Recipe for a grand day out. Plan a trip to Somerset with a good friend Robin in his fancy car that has the very latest 'Jane' Sat Nav ( when I typed that at first it said satanic, perhaps that was an opinion ) Good weather, it arrived! Not too hot and not too cold. Terms of engagement all set out, make your own sandwiches and drink,meet at Priddy with other good friend Richard, who knows the route around Priddy and is always good for a wry comment.
Looking at the map to get there is rather like a child's drawing of a tree.Big trunk stick of the M5 goes into a scribble 'tree like effect as you get to Somerset. Satanic Sat Nav wants us to go through Bristol. Wisely we ignore this dark advice and rely on Robins route, but before we get halfway down the M5 I get the feeling that I forgot to lock my front door.
Plan amended. Phone call to neighbour finds him on the golf course, so no help there. Makes me dislike golf even more, why could he not have been pootling about at home with nothing better to do than check my front door? Some people? We turn round for what Robin reminds me is now the" Tour of the M5".
The door was locked.
Tour of the M5 restarts and we get into the lollipop. At least we had no plane to catch, though Sat Nav Jane took us past Bristol Airport for reasons beyond me.
Our rescheduled start time put back an hour so we arrived at the pub and the least I could do was buy R&R a beer at the Queen Vic in Priddy. Here they have a set of sheds outside the pub each with their own name. It's a left over from Covid when they had them installed so that they could keep trading. Clever idea, now redundant thank goodness, and the sheds are now for sale.
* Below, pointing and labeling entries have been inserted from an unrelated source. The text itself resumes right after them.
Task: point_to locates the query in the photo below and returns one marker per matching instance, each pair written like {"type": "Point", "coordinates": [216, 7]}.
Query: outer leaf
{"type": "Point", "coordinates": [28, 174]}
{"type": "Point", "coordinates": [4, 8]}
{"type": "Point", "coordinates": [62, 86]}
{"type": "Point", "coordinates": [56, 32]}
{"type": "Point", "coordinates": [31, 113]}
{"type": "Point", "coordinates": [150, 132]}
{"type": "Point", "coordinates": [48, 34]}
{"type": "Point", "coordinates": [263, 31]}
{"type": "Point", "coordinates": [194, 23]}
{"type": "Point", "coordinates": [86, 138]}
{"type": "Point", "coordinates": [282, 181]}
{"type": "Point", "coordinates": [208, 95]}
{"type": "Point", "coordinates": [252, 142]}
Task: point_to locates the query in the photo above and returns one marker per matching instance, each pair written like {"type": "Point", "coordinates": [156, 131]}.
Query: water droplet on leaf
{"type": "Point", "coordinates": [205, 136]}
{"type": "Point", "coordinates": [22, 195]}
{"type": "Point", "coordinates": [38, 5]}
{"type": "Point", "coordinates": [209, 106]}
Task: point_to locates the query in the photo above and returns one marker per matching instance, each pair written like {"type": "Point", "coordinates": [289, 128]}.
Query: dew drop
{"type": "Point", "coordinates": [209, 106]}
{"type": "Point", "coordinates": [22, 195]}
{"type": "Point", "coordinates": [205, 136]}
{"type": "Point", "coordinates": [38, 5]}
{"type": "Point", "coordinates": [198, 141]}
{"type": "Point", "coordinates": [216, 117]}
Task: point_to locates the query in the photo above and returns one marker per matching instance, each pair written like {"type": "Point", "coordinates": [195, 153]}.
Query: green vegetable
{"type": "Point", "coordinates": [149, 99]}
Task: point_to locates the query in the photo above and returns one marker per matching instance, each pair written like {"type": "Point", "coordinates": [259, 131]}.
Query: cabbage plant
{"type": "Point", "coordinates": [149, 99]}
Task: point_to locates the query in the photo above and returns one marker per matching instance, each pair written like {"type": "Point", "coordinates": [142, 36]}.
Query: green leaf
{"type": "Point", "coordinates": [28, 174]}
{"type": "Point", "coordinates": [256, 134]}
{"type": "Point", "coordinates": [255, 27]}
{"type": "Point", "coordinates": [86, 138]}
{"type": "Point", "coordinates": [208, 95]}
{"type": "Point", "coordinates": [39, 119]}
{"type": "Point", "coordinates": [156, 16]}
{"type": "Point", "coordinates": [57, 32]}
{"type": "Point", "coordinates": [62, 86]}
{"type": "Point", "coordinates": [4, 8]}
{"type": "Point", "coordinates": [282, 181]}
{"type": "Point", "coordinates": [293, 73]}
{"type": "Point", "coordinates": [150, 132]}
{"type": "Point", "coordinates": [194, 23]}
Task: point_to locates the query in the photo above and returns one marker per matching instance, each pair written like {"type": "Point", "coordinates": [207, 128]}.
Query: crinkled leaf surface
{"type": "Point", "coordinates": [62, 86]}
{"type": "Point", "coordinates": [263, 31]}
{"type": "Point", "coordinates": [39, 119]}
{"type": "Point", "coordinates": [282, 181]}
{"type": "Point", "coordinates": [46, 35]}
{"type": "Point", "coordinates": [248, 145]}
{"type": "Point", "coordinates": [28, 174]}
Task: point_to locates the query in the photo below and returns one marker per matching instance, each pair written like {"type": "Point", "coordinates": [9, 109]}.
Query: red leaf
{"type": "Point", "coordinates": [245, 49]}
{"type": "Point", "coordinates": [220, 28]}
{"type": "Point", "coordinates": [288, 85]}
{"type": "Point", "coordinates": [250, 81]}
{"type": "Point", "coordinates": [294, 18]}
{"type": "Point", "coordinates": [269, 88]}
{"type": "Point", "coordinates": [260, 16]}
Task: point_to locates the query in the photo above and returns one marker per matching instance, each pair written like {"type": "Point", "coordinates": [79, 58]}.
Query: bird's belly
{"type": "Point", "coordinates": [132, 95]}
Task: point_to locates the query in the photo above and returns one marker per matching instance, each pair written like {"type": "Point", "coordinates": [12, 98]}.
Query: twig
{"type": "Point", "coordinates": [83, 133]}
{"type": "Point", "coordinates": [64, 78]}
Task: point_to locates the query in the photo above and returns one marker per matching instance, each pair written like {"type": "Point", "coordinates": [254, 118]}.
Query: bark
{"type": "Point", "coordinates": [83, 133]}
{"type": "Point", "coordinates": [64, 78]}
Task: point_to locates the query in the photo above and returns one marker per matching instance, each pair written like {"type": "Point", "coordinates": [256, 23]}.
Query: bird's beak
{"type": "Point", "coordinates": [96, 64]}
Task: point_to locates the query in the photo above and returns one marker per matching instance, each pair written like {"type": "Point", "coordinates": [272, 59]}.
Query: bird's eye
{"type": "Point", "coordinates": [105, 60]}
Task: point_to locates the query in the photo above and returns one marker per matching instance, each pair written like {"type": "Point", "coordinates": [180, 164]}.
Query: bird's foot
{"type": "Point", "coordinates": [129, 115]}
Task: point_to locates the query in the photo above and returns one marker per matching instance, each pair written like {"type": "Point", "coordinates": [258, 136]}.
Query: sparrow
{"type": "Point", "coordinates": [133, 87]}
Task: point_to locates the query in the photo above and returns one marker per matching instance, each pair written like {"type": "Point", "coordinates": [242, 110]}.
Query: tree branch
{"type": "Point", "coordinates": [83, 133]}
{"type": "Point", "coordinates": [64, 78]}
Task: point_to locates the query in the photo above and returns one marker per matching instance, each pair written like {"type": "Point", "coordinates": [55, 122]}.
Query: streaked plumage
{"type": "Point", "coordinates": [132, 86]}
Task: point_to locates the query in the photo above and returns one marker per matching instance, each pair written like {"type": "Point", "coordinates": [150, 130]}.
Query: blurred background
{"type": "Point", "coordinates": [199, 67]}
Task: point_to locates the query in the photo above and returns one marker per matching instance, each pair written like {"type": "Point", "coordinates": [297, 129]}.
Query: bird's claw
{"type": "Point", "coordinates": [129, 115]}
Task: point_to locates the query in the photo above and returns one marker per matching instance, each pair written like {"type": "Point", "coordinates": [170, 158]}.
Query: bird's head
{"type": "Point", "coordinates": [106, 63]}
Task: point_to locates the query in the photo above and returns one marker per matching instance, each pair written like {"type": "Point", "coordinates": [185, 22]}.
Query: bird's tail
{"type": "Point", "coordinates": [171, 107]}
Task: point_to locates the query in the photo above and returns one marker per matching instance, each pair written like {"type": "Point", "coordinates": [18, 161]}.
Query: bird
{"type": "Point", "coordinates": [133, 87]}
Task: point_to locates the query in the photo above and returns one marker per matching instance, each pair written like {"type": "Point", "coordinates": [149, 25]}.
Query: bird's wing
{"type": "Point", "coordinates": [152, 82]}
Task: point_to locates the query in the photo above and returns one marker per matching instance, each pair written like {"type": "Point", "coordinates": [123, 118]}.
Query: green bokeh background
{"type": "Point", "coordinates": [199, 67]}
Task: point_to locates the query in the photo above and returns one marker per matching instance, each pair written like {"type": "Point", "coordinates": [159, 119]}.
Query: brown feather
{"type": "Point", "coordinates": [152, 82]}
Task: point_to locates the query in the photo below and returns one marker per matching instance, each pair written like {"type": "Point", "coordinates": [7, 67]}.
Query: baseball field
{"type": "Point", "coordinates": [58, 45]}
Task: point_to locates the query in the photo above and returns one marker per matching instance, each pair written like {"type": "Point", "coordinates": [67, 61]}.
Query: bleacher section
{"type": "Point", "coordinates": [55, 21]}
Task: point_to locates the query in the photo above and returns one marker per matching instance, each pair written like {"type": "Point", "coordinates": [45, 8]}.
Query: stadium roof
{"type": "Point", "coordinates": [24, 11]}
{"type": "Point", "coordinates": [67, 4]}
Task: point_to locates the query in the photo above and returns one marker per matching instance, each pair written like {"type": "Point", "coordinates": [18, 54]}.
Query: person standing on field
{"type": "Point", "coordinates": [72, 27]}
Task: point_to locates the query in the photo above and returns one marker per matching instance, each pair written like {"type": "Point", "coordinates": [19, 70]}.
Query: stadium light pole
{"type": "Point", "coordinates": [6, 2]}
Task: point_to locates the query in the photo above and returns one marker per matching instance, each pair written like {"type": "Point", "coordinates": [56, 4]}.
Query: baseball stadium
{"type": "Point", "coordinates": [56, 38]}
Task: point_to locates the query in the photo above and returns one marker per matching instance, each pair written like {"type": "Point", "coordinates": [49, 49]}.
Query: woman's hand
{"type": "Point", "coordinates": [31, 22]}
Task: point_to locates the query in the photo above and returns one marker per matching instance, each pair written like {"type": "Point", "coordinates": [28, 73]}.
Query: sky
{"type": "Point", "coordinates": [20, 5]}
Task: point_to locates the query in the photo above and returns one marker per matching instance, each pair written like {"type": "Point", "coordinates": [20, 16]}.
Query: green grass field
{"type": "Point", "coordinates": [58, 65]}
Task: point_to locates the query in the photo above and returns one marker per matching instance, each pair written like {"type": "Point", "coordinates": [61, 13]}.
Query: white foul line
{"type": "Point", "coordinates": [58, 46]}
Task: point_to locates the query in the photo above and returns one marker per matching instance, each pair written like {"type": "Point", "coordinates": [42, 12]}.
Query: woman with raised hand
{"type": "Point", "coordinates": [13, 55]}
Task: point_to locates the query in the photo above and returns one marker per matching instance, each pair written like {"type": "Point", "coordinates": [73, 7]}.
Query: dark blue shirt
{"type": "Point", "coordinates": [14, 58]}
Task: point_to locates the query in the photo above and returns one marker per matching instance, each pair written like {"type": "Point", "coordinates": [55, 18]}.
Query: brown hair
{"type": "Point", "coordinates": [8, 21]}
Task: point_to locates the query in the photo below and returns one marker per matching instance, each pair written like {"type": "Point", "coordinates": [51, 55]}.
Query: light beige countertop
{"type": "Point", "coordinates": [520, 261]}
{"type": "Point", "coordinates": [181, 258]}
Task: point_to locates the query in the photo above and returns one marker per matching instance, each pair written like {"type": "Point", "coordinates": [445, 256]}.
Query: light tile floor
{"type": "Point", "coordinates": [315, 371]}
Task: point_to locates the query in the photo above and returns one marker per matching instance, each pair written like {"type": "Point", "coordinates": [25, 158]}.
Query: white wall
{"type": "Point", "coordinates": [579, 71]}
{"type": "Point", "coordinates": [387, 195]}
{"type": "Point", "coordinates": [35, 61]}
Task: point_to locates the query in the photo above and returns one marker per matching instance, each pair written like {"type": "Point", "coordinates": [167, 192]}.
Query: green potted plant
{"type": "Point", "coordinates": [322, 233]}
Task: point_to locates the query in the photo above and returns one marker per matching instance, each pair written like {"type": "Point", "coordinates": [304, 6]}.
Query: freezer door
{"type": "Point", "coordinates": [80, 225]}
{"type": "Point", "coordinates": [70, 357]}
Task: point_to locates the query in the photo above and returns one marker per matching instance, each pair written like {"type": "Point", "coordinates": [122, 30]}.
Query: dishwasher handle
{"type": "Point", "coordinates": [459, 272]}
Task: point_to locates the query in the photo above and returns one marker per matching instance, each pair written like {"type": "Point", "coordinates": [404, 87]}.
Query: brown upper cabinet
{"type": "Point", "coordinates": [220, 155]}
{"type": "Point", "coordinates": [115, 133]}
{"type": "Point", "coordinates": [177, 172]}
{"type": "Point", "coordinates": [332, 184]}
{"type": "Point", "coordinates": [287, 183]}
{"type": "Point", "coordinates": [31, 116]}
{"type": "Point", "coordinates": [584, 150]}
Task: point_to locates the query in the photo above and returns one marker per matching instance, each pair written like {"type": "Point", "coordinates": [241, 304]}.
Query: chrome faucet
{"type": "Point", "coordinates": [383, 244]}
The walk starts from here and the you strike off over fields for a while. Forget about locked doors and then set down for picnic when reaching the 'Big Reveal' as Richard called it. A view over meadows fields and small villages for miles around with Glastonbury Tor in the distance. Silent chomping of home made sandwiches and for me a flask of tea to gargle.
Glastonbury Tor is over there on the horizon, this is the view from our picnic
It's amazing at times how few people do these walks. I've walked in LA and their trails tend to be full of people with headphones on walking their dusty tracks, not many places can replicate what we have hear in the UK. Freedom of access and footpaths must be one of our most treasured national assets. Places where you can walk with friends and talk nonsense about all sorts of things. There was one item of discussion about getting a rhyme to the line ' I'm having no joy from my Pac Choi' , a reference to my gardening problems with an oriental vegetable, we didn't get far on that but by the end of the conversation we'd got down the long steep hill, met and said hello to two other walkers coming the other way, and were chatting about knee problems. As you would on a hill as steep as this. Some careful traversing was necessary and some clever stick work involved with my trusty walkers stick without ferrule. Walking with it on metal roads made me sound like Long John Silver on a day out and was the source of the odd dry comment from R&R. At least it took their minds off LockGate, Put gate at the end of any word that's a crisis and you have the crisis described. Why do we do this?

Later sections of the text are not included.